Back to the task at hand. You walk through the wizard, specify your new IP addresses for the server to use, click on the Commit button, and everything says that it completed successfully. Great! Except the phone rings. Nobody can connect from outside. You check out the server and everything is green checks, it's happy. Everything is well as far as you can tell from the server. However, if you go to an external computer and try to telnet daserver.contoso.com 443 (which should be listening on the IP-HTTPS listener), you get a timeout. You head onto the DirectAccess server itself, and the same command results in a connection! So the
server is indeed listening, but the packets are not flowing from outside to inside. But they were just a minute ago. What gives?

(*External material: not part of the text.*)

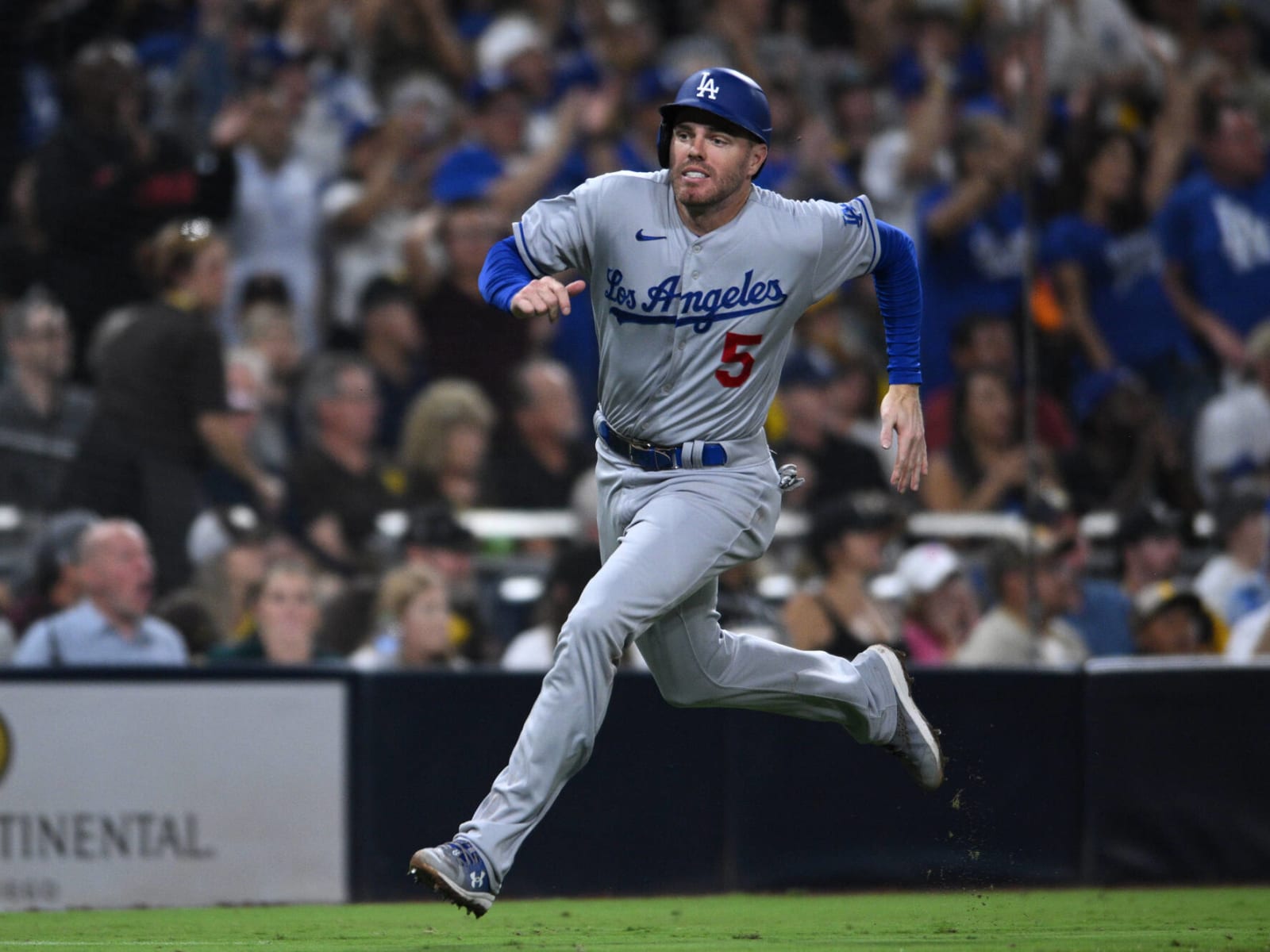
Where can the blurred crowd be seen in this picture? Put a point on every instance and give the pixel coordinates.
(252, 393)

This issue, believe it or not, is most likely being caused by your switches. It could
also be a firewall or router or even your datacenter's ISP equipment that sits
between your external clients and the external NIC of the DirectAccess server, but whichever device in-line is at fault, something in that stream of devices is not allowing the packets to pass. The reason is ARP cache. Many network devices are "smart" enough (when you are in this situation you aren't going to think of them as very smart though) to remember the MAC address of the NIC which has been accepting these packets from the external IP address. The switch does this to speed up communications. If it can remember where packets coming in from a particular IP address have to go, it can send them straight there instead of polling the network
for the right destination. When you configure NLB on a DirectAccess server, the
MAC address changes. Now that there are virtual IP addresses involved which are going to be shared by two or more physical hosts, the wizards swap out the physical MAC address that has been used up until this point with a virtual MAC address. When this happens, your switch or other networking equipment may continue to send packets at the old physical MAC address, and those packets will not be received
by the new configuration. So the server thinks it's listening, but the equipment in
The resolution
Clear the ARP cache. You may have to dig through some documentation or reach
out to your network guy to make this happen, but as soon as you flush the ARP
cache on those switches or devices, they will suddenly cache the new MAC address,
and packets will start flowing again. This issue is actually quite common, because
most shops that are big enough to have more than one DirectAccess server are also big enough to have "smart" networking equipment. If you don't have any smart networking equipment but the symptoms line up, contact your ISP. And don't let
them discount your theory! I have had to fight with ISPs more than once that this
was their problem, and that simply resetting the ARP cache in their router would resolve the issue. On one case, I am certain they cleared the cache just to get rid of me because I was being so utterly persistent, and then all I could hear were crickets on
their end of the line, because the traffic had magically started flowing as soon as they
cleared it. It's actually quite surprising the number of networking personnel who have no idea that this cache exists.